Collects documents from a curated list of URLs to index and search querys on. Each URL pertains to a specific topic and by training a machine learning algorithm on the collected documents the program can predict the topic of a given URL.
Before starting, you need to have Git and Python installed.
# Clone the Repository
$ git clone https://github.com/mr-rjh3/python-search-engine
# Access the project directory
$ cd python-search-engine
# Install the requirements
$ pip install -r requirements.txt
# Run searchengine.py
$ python ./searchengine.py
Once started the program will offer 6 options:
Select an option:
1 - Collect new documents.
2 - Index documents.
3 - Search for a query.
4 - Train ML classifier.
5 - Predict a link.
6 - Quit.
Enter your choice:
- Collect new documents will scrape the URLs listed in 'sources.txt' and store the text content of that page with stopwords removed in it's given topic directory. It will continue this for all outgoing links on the page that stay in it's root domain to a maximum depth of 2.

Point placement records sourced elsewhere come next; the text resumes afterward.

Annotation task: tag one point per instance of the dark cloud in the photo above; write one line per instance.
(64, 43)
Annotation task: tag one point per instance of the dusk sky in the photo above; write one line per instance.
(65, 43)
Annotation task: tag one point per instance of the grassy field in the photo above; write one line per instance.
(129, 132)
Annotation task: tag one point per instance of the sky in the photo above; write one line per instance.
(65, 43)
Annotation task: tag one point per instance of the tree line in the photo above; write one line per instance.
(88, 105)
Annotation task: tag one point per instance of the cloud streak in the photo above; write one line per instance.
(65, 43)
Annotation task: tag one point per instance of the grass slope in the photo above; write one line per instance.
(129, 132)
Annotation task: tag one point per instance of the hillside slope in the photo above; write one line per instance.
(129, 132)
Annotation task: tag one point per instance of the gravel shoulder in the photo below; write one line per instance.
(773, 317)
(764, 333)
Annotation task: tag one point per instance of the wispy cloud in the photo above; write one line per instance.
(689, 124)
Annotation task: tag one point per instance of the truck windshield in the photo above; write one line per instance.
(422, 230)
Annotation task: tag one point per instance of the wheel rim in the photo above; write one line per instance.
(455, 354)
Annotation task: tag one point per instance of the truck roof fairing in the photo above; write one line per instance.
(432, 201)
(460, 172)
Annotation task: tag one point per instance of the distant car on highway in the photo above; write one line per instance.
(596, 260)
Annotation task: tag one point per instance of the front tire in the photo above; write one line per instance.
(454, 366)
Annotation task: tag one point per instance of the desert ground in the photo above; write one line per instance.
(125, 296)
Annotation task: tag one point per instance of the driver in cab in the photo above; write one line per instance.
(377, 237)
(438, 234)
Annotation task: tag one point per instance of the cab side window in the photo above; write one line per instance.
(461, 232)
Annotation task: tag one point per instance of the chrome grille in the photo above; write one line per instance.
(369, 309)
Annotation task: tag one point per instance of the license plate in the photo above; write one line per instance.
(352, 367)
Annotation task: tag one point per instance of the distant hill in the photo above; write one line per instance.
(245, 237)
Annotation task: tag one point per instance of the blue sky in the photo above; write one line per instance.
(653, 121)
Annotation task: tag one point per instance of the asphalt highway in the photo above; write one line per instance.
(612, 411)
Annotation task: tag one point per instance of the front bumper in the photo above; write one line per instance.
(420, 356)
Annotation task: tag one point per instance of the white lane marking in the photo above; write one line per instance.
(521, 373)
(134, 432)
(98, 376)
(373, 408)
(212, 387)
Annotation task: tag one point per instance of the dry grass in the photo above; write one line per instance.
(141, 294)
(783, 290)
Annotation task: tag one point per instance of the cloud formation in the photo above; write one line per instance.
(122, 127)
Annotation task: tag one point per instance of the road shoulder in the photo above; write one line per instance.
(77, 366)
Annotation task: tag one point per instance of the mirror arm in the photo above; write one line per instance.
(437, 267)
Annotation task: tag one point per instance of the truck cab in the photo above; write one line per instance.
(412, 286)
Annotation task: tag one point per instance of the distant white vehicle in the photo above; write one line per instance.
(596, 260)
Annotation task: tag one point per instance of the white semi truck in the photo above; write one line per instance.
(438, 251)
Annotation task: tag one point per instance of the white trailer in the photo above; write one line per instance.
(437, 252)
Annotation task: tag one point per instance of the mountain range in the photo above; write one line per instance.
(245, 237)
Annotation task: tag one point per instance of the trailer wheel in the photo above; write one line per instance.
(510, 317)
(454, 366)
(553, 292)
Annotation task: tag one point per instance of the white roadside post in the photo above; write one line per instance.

- Index documents will create an inverted index of the collected documents from the previous option.
- Search for a query will take in a query as input and search for the documents with the greatest cosine similarity using the inverted index.
- Train ML classifier will train an SVM machine learning classifier on the gathered documents using their topics as the label. The scores and confusion matrix will be shown to the user once training is complete.
- Predict a link will take in a URL as user input and using the classifier trained in the previous option, predict the topic of the given link along with the confidence of the prediction.
- Quit will simply exit the program.
This project is under license from MIT. For more details, see the LICENSE file.